Le società energetiche Edison e Saipem, insieme al gestore di investimenti green Sosteneo SGR, hanno visto il loro progetto Puglia Green Hydrogen Valley selezionato nell’ambito dello schema IPCEI Hy2Infra. Il programma di finanziamento annunciato all’inizio del mese ha premiato 33 progetti di infrastrutture verdi per l’idrogeno in sette Paesi dell’UE.
Il progetto italiano, ritenuto di importanza e interesse comune, riguarda la costruzione di due elettrolizzatori con una capacità totale di 160 megawatt. Gli impianti di Brindisi e Taranto dovrebbero produrre 250 milioni di metri cubi all’anno di idrogeno green. Il combustibile pulito sarà fornito all’industria locale, in particolare al polo siderurgico pugliese.

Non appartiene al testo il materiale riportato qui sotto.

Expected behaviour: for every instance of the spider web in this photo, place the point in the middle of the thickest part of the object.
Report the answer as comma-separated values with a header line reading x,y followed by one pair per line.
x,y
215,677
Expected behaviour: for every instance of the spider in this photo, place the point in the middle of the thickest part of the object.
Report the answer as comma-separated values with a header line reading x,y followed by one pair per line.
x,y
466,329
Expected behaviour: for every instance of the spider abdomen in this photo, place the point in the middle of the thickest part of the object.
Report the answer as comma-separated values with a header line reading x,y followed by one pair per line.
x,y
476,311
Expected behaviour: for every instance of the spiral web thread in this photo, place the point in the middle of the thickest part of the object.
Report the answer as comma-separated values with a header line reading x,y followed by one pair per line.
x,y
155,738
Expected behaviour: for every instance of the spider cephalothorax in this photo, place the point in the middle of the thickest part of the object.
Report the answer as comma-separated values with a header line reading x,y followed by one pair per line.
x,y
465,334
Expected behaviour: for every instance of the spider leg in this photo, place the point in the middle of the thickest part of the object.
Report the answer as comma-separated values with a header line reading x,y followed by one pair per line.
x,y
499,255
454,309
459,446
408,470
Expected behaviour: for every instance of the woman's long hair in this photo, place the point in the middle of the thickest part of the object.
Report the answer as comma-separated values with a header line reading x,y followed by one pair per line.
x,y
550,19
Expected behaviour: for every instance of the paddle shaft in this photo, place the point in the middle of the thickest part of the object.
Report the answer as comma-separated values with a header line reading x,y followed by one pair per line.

Gli utenti finali avranno accesso all’idrogeno green attraverso una rete di idrogenodotti dedicata che sarà realizzata da Snam. Il progetto, premiato anche nell’ambito del programma Hy2Infra, prevede il trasporto del combustibile tra Brindisi e Taranto. L’avvio delle attività è previsto per il 2028.
Il finanziamento IPCEI rappresenterà il principale motore per lo sviluppo della filiera dedicata alla produzione di idrogeno verde in Europa e supporterà la Puglia Green Hydrogen Valley nel perseguimento dei progetti di decarbonizzazione.
L’hub pugliese consentirà principalmente l’utilizzo di idrogeno nei futuri impianti di produzione di ferro ridotto diretto nella regione, tra cui l’acciaieria di Taranto.
DRI D’Italia, una società di proprietà dell’agenzia statale per gli investimenti Invitalia, guiderà la potenziale applicazione dell’idrogeno nel processo siderurgico, in collaborazione con un consorzio di produttori di acciaio. Hanno finalizzato uno studio di fattibilità per la creazione di impianti DRI a idrogeno per sostituire i combustibili fossili e decarbonizzare la produzione di acciaio nel Paese.
L’ingegnerizzazione e la costruzione di questi impianti è prevista per la prima metà del 2026, consentendo l’inizio delle operazioni nella seconda metà del 2026, secondo DRI D’Italia.